# lets make art



## superkrm (Aug 3, 2008)

I don't know how many of you have been to drawergeeks.com?
It's an great site.

I was thinking why don't we start something similar with ideas from gba and nds games.

How about it fellow artists?


----------



## Killermech (Aug 3, 2008)

Sure, you first 
	

	
	
		
		

		
			





I might be able to do some 3D stuff and polish it in photoshop.. since I can't draw for shit.. well I can, I just take too long doing it and it never turns out the way I want it to


----------



## LFF (Aug 3, 2008)

Any specific type of NDS/GBA game? OR can we do any?


----------



## Killermech (Aug 3, 2008)

LFF said:
			
		

> Any specific type of NDS/GBA game?
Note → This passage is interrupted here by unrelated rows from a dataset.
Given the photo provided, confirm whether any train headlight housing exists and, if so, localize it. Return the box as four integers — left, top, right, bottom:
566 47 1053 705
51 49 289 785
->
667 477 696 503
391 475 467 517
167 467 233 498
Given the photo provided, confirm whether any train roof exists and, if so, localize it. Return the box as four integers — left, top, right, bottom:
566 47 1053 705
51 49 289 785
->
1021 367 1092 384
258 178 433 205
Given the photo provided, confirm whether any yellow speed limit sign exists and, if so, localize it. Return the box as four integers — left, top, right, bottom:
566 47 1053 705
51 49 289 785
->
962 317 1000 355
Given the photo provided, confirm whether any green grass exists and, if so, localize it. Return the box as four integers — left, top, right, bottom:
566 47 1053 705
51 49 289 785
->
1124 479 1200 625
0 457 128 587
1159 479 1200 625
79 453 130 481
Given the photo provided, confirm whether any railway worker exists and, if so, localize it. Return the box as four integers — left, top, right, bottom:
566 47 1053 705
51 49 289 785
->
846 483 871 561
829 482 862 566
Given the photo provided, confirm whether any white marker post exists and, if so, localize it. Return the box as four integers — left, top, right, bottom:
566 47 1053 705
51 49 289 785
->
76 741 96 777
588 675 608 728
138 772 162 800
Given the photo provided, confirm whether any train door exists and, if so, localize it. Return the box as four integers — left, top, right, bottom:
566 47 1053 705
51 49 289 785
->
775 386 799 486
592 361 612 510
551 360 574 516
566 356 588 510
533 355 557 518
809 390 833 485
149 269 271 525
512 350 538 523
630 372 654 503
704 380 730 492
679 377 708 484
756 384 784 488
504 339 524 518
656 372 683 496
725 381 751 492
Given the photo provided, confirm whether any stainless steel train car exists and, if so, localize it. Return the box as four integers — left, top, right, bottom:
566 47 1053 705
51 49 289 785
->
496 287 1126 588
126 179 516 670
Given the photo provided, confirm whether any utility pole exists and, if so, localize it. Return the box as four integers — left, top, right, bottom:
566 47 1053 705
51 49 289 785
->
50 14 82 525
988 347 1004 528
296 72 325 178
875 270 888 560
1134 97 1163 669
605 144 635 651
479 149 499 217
OR can we do any?



I'm guessing it just has to be related to NDS / GBA / Wii(?).
Maybe we could do some cool combos, like I do 3D and someone else can do like a drawn background related to it.


----------



## superkrm (Aug 3, 2008)

@KillerMech Collaborations would be fine.

@LFF  Well, a thread would be started with a topic we will get our inspiration from. Hopefully, we could keep it gba, nds or wii specific, but I realize some characters are cross platform.

I'm not a stickler for rules.  I just would like to see everyone's different art styles.

My suggestion for the first topic would be mario karts.  The karts should be the focus of the piece.


----------